In 1998 -- at the end of the last communication-technology Ice Age -- I began writing a column for a local newspaper.  My column was one of four columns written by Houghton people to be published weekly, in rotation; each of us planned to write one column every four weeks.  We had contracted together with the newspaper and were to be paid, at least initially, $15 per column -- not quite enough even in 1998 to allow me to quit my day job, but enough to push our work into the professional category.

A newspaper column is a bit like a blog, or can be.

The four of us all did something a bit different, as one might expect. My column was called "Something to Chew on" -- what I thought at the time was a clever, though indirect, nod both to my tendency to choose eclectic subjects and to our location in dairy country.  I had charmed myself by imagining that I chose to observe the world around me in a kind of wide-eyed bovine wonder.
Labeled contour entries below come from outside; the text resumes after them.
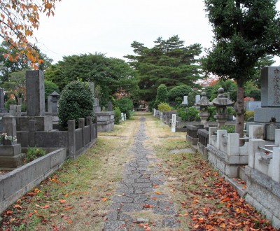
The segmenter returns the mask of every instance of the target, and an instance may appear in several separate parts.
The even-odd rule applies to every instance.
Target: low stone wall
[[[52,150],[41,158],[0,176],[0,214],[61,167],[66,158],[66,148]]]
[[[86,125],[85,119],[79,119],[77,129],[75,120],[69,120],[66,131],[37,131],[29,126],[29,131],[17,131],[17,138],[22,147],[65,148],[67,156],[76,159],[97,141],[97,123],[88,117]]]
[[[197,130],[202,128],[203,128],[203,125],[187,125],[187,141],[191,145],[197,145],[198,141]]]
[[[239,168],[248,164],[248,142],[240,147],[239,134],[209,127],[208,160],[225,178],[239,178]]]
[[[114,128],[114,115],[115,113],[113,111],[95,113],[98,132],[107,132],[111,131]]]

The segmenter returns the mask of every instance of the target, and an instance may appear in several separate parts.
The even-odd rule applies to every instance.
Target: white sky
[[[41,16],[36,45],[53,63],[95,52],[123,59],[134,54],[134,41],[151,48],[158,37],[174,35],[185,46],[209,48],[213,34],[204,8],[203,0],[62,0],[54,17]]]

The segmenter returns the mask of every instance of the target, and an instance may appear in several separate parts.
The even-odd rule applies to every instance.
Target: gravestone
[[[176,114],[172,114],[172,121],[171,124],[171,132],[176,132]]]
[[[57,113],[58,100],[60,94],[57,92],[53,92],[48,96],[48,112]]]
[[[188,95],[184,96],[183,104],[188,105]]]
[[[252,125],[262,125],[265,139],[274,140],[275,128],[280,125],[280,66],[265,66],[261,70],[261,107],[255,108],[254,122],[247,122],[247,133]],[[275,124],[270,126],[272,118]]]
[[[261,107],[255,108],[256,122],[280,122],[280,66],[266,66],[261,71]]]
[[[26,71],[27,115],[45,115],[45,83],[42,71]]]
[[[3,133],[16,139],[16,120],[11,115],[3,117]],[[0,167],[18,167],[23,164],[25,154],[21,153],[21,145],[15,139],[4,139],[0,146]]]
[[[108,102],[108,111],[113,111],[113,106],[112,106],[112,102],[111,101],[109,101]]]
[[[99,106],[99,99],[94,98],[94,112],[101,112],[101,107]]]
[[[197,94],[195,96],[195,104],[198,104],[200,101],[200,94]],[[198,109],[198,107],[196,106],[196,108]]]
[[[4,96],[4,90],[3,88],[0,88],[0,113],[7,112],[7,111],[5,109]]]
[[[52,117],[46,115],[45,113],[43,72],[42,71],[27,71],[25,77],[27,116],[17,117],[17,130],[29,131],[29,121],[35,120],[37,131],[51,131],[52,130]]]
Don't think about that too long, please. My point here is actually with the end of that column rather than with its inception and intentions.

I submitted my last column in 2003.  By then I was the last columnist standing from the original four.  Two of the writers had, in a manner of speaking, written themselves out.  The third, Jack Leax, a well published local poet and writer, had already gotten a book out of his columns, Out Walking, and did not want the column deadline any more.

I will add that conditions at our newspaper had changed as well.  A new editor had replace the editor we had been working with and the money, for no apparent reason, had stopped coming.



I had hoped to continue writing my column.  But I discovered I could not. Something significant had changed.

[Views of St.Paul's from the far end of the Millennium Bridge, London, October 2010.]




My last column ran a month before the US military began its "Shock and Awe" operation in the Middle East. In that column I had suggested that if there were an alternative to war the Administration was obviously preparing us for -- if an alternative existed, we ought to try it.

I would like to think that had I continued to write my column, I would have tried to express the anguish I was feeling over the Administration's decision to fight. In any case, I was literally unable to continue writing the short pastoral essays that had been my column for five years.

Maybe not continuing was a bit of cowardice on my part. Maybe it was simply writer's block occasioned by my inability to detach myself from the horror of war, albeit from my safe side of the globe.  At any rate, although I wrote or started many drafts for columns, I was not able to submit any of them. They refused to come together.  I was not able to see my way forward from that point with that column.

Something of the same sort has happened with my travel blog.  Eight months ago I realized I could no longer find my way forward with my Busan Journal, given its focused identity and assumptions.

What I have determined is that I will launch a new blog in the old space, featuring the same old writer but with a new identity that will gradually make itself apparent.  While that is playing out, I thank you for reading past blog posts.  And I hope you will want to read the new ones.